To put it simply, The Serpent and the Lamb is one of the most respected historians of early modern Germany doing what he does best. As he has demonstrated in such prior works as The Burgermeister's Daughter and The Flesh and the Spirit, Ozment is brilliant at closely examining the primary texts of the period, liberating them from preconceptions and received opinion, and delivering to his readers insightful, surprising and frequently entertaining accounts of life in central Europe at the close of the medieval world five centuries ago.
In fact, Ozment is one of those historians of the period whose nonfiction is more interesting than the work of most historical novelists, precisely because the fruits of the archives are more surprising, and the actual historical personages more engaging, than a twenty-first century writer's imagination might permit.
Consider for example what Ozment has to say on the subject of Martin Luther's relationship to the Elector Friedrich of Saxony. There is no end to the number of books one can find, both non-fiction and historical fiction, who describe Luther as utterly dependent on Friedrich for protection and patronage, and who consider Luther's conservative response to the Peasant's War as the expression of a cringing submission to his Ernestine Wettin master.
Compare that version of events, supported by numerous layers of assumptions, to what Ozment actually finds in the correspondence of Luther and the Elector through the intermediary of Georg Spalatin: responding to an admonition from his electoral patron that Luther's characterization of medieval rulers' relic collections had become too extreme, Luther answers "I would rather lose you, [my] Sovereign, and the whole world with you than [to hold silence]...It's just not going to happen, Spalatin! It's just not going to happen, Elector!" (Page 140, elipsis added). Not exactly the words of a compliant lapdog.
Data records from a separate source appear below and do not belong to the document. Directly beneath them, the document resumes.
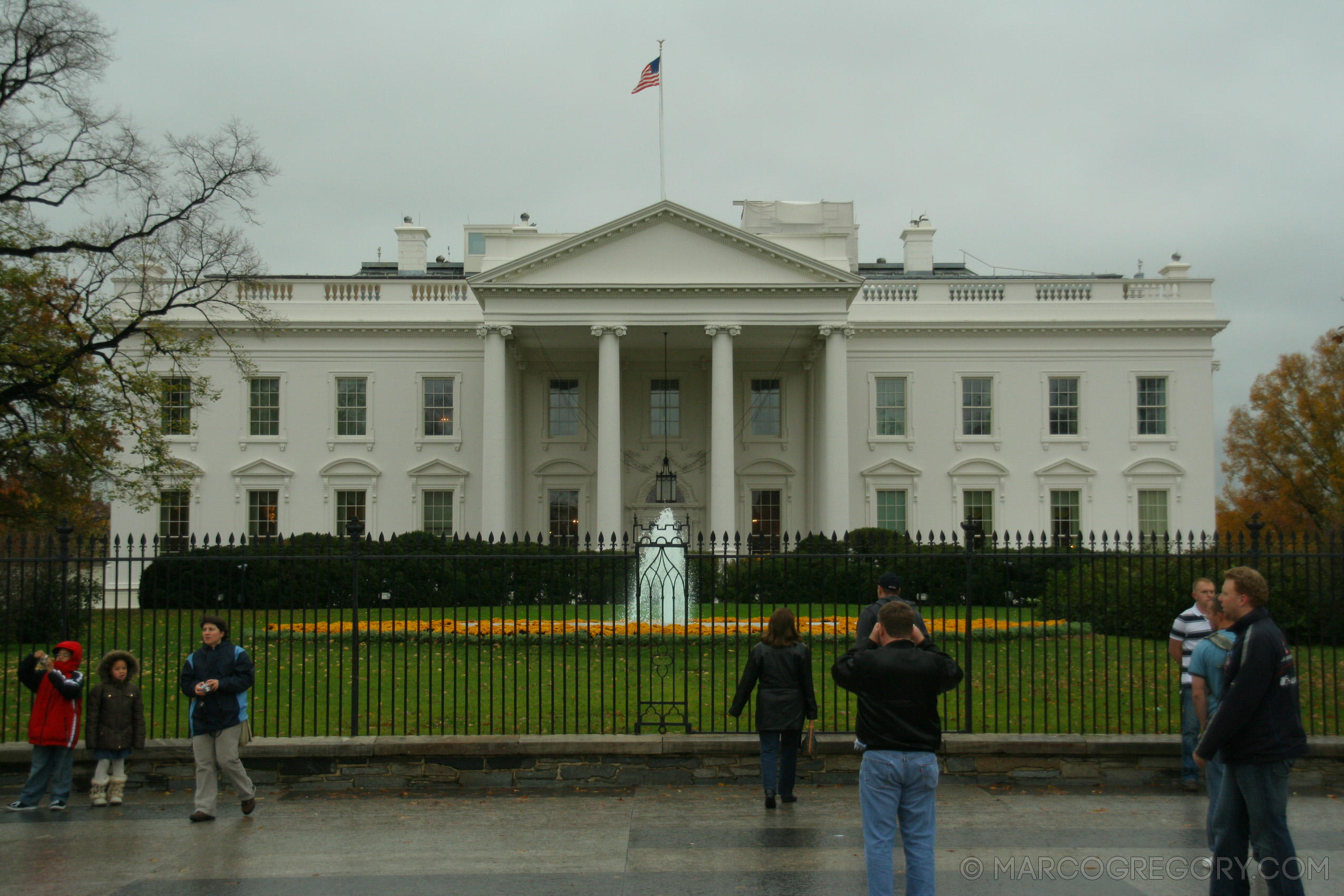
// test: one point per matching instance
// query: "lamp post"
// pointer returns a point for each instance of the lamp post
(355, 530)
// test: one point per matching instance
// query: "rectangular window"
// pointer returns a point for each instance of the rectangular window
(264, 406)
(891, 405)
(891, 510)
(976, 406)
(565, 516)
(978, 505)
(175, 518)
(1152, 406)
(1064, 406)
(351, 406)
(565, 409)
(765, 407)
(439, 512)
(439, 406)
(1152, 512)
(350, 505)
(1065, 516)
(765, 520)
(175, 412)
(666, 407)
(262, 513)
For me that is just the most interesting application of Ozment's method here, but it's far from the only one that manages to entertain. Essentially, in this double biography of Cranach and Luther, Ozment also ventures into the life and works of renaissance Germany's second most famous artist and tries his hand at some art criticism. He proves himself plenty capable at this, and provides the reader great fun in describing the complexity of Cranach's numerous overlapping enterprises and chaotic life. For in addition to being the great painter entrusted with cathedral altarpieces and dynastic portraiture, Cranach ran a pharmacy, imported wine, operated a printing press, designed elaborate hunts for the Elector and visiting imperial guests, served as an interior decorator, and produced an endless supply of "tasteful" boudoir nudes for the elite of the German towns.
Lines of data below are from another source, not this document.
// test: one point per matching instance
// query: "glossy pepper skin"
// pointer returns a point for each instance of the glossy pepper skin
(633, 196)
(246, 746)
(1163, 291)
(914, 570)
And of course it's at the moments when the commercial and artistic interests of Cranach intersect with Luther's rebellion against, well, everyone else in Europe and fifteen or so centuries of received ideas about Christianity, that Ozment's book really takes off. Whether it's Cranach urging Luther to tame the iconoclastic elements among the Reformers, whether it's the two men trying to mediate violent turf battles in the small university town of Wittenberg between the knife-wielding workers at Cranach's shop and the surly students at Luther's university (the Leucorea), or whether it's Cranach's sad climactic efforts to intercede with the Emperor on behalf of Friedrich's nephew the Elector Johann Friedrich the Magnanimous, seeing how personal interests, theological values, commercial norms and political necessities combine in these pages is a neverending source of wonder. At it's best, one feels as if a curtain has been thrown aside and a secret history of the early German reformation has been presented.
Moreover, the focus of Ozment's career has been social history, and certainly his observations on the marriages of Luther and Cranach are fascinating both for what they have to tell us about the norms of the period and for the ways in which they are anything but representative of wider social norms at the time.
In short, this is no less than a great book, a shatterer of preconceptions, a demonstration of the complexity and nuance of the questions that animated times past, a fluent and lively account of a corner of the world that would eventually shape modernity. And one can almost imagine at some points in "The Serpent and the Lamb" sixteenth century Wittenberg as a television show not unlike HBO's Deadwood, with the Elector ruling at its center like a portly Al Swearingen. If you have lay friends who love renaissance history, you should give them this book. And if you have friends who hate renaissance history because of a bad experience with a dull teacher or duller tome, then you should definitely give them this book, for if anything has the power to change their opinion, it surely does.